Kurtulmuş, "Demokratik ülkelerin dört temel hukuk metni önemlidir. Bunlardan biri anayasalar, diğeri Meclis İçtüzüğü, diğeri siyasi partiler yasası bir diğeri ise seçim yasasıdır. Bu temel yasalar başta olmak üzere bu anayasa değişikliğinin, sistem değişikliğinin gerektirmiş olduğu mevzuat değişiklikleri de en kısa süre içinde bu Mecliste yapılacaktır ve inşallah başarılı bir şekilde bu süreç geride bırakılacaktır." diye konuştu.
"OHAL, laf olsun diye ortaya konulmuş bir mesele değildir"
OHAL'in uzatılmasına ilişkin de değerlendirmelerde bulunan Başbakan Yardımcısı Kurtulmuş, şu ifadeleri kullandı:
"Bu OHAL bir fantezi, laf olsun diye ortaya konulmuş bir mesele değildir. OHAL, 15 Temmuz akşamı başta bu Gazi Meclisin çatısı altında olmak üzere; ülke, millet, demokrasi düşmanı hain çetelerin demokrasiye vermiş olduğu büyük tahribatın ortadan kaldırılması için ortaya konulmuş bir iradedir. Meclisin iradesidir. Bu darbe teşebbüsünün bütün sonuçlarının ortadan kaldırılması ve darbe teşebbüsünde bulunan FETÖ'cü eşkıya çetesinin Türkiye Cumhuriyeti Devleti üzerinde yaptığı tahribatların bütünüyle ortadan kaldırılması için bir müddet daha olağanüstü halin sürdürülmesinde yarar görülmüş, MGK'nın tavsiye kararı üzerine de TBMM'ye arz edilmiştir."

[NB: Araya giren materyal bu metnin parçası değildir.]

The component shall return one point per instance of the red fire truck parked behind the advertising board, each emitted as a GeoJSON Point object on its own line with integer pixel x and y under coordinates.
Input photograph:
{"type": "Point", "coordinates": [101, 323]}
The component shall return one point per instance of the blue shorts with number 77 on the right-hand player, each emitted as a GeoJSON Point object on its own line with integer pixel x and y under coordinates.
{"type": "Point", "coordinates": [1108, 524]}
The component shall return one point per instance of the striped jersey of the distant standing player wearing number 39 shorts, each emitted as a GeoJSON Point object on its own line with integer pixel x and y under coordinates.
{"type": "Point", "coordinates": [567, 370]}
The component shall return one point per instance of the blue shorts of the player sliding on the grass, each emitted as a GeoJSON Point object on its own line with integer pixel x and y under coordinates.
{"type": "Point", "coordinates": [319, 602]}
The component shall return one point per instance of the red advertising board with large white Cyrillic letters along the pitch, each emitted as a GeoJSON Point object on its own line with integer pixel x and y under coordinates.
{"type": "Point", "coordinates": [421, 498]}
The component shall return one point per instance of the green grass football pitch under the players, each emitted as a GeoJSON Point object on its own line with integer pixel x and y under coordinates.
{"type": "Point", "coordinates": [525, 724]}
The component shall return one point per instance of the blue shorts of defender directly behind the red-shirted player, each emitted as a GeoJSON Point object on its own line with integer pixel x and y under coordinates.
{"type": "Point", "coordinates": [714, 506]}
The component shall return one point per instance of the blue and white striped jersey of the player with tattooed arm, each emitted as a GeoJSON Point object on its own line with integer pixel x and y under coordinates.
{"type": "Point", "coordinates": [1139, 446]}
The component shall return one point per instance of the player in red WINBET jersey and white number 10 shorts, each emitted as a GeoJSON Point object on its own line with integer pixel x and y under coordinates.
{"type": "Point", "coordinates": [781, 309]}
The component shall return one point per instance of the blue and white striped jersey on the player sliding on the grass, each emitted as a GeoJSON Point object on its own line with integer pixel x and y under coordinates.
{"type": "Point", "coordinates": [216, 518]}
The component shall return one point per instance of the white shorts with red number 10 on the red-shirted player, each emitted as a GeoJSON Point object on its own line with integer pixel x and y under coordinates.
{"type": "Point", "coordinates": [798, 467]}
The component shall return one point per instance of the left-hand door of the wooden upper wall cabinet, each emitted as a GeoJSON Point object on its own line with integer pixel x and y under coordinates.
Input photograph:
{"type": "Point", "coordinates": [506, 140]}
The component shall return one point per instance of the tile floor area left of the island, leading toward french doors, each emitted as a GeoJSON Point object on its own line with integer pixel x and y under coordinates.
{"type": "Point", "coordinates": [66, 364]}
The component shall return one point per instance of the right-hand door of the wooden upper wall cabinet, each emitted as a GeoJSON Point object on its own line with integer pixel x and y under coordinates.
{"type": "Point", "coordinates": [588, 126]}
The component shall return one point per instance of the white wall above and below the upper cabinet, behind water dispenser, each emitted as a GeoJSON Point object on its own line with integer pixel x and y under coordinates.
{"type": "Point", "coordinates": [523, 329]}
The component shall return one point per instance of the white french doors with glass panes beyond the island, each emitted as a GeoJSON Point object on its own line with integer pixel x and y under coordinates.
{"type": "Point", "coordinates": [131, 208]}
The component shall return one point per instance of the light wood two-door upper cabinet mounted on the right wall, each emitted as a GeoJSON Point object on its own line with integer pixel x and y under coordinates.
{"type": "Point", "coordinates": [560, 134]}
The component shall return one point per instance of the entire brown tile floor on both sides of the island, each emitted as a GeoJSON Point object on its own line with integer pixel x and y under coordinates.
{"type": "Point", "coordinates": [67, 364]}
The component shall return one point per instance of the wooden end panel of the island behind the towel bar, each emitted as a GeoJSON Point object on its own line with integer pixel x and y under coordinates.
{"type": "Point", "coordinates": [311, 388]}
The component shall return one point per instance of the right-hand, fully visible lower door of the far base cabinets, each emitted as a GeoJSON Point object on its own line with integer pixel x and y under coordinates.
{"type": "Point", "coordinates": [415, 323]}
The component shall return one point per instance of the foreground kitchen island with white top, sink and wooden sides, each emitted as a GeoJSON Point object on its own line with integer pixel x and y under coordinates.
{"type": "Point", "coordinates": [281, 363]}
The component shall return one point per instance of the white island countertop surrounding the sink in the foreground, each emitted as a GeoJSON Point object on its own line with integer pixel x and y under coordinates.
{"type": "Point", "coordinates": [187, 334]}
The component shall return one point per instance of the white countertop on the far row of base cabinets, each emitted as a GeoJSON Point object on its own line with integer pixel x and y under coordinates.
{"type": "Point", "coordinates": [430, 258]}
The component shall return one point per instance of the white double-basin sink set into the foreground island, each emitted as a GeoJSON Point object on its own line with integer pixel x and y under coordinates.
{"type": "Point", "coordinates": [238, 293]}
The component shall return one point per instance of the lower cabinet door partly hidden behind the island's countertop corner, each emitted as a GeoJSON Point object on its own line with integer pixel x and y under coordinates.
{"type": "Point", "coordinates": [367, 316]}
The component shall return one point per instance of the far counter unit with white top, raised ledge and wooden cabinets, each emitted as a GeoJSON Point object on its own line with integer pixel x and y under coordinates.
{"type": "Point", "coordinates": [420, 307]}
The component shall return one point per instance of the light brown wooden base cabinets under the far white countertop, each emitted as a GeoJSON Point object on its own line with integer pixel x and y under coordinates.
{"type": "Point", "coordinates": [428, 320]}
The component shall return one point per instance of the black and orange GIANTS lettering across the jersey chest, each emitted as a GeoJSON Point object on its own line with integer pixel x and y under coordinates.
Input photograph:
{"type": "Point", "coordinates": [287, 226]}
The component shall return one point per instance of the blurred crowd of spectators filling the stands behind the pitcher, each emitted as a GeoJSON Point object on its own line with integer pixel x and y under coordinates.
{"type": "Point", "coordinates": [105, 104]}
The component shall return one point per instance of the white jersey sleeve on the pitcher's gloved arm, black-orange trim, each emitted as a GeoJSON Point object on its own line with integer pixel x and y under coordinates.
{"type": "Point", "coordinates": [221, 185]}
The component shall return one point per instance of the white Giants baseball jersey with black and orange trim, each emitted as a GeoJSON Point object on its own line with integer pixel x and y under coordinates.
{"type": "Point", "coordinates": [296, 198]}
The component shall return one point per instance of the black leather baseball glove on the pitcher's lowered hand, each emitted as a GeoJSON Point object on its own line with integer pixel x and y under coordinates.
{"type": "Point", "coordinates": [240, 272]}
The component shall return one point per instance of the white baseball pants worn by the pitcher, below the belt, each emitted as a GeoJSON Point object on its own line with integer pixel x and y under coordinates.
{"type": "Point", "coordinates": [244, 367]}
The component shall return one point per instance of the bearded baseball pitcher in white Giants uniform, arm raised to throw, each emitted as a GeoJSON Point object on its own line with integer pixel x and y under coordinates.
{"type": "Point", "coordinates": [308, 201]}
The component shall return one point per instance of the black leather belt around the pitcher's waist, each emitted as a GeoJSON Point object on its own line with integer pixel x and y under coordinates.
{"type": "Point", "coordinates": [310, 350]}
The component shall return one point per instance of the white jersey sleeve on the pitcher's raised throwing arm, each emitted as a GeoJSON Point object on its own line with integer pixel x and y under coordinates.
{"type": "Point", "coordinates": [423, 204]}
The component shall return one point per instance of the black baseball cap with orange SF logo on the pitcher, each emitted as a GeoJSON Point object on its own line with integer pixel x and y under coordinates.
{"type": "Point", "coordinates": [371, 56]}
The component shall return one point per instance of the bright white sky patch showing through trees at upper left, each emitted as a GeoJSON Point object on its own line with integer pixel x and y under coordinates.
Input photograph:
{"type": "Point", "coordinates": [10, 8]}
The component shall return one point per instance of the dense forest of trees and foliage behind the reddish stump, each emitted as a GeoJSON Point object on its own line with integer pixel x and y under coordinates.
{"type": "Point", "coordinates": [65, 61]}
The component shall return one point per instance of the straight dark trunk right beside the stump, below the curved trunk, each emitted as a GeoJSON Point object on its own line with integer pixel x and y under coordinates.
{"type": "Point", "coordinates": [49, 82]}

Numan Kurtulmuş, 15 Temmuz gecesinde Türkiye'nin uçurumun kenarından döndüğünün altını çizerek, demokrasinin bütünüyle rafa kaldırılma tehlikesinin Cumhurbaşkanı Recep Tayyip Erdoğan'ın cesaretle ortaya çıkışı ve her görüşten vatandaşların direnci ile önlendiğini, tarihin altın sayfalarına bu şekilde yazıldığını anlattı.
O süreçten bu güne FETÖ'cü eşkıya çetelerinin devletin içinden arındırılması için her türlü çabanın ortaya konulduğunu dile getiren Kurtulmuş, şunları kaydetti:
"21 Temmuz 2016'da OHAL'in ilanıyla birlikte FETÖ, PKK-PYD ve DEAŞ'a karşı çok etkili devam etmekte olan mücadelemiz bugün de bütün hızıyla sürmektedir. OHAL'in uygulandığı bu süre içinde olağanüstü halin muhatabı vatandaşlarımız değil, devletin içersine sızmış FETÖ'cü çeteler, devlete zarar vermek, milletin istiklalini ortadan kaldırmak isteyen terör örgütleridir. Bu bağlamda OHAL uygulanmış olmasına rağmen vatandaşlarımız günlük yaşamlarında etkilenmeden normal hayatlarına devam etmiş ve terör örgütlerine karşı verilen bu mücadelenin daha etkin sürdürülmesi için temennilerini sürekli dile getirmişlerdir. OHAL dolayısıyla normal, sıradan, millete ve devlete bağlı olan vatandaşlarımızın hiçbir şekilde günlük hayatları kısıtlanmamış, özgürlüklerini kısıtlayıcı hiçbir tedbire, hiçbir araca müsade edilmemiş, bunlara hiçbir şekilde müracaat edilmemiştir."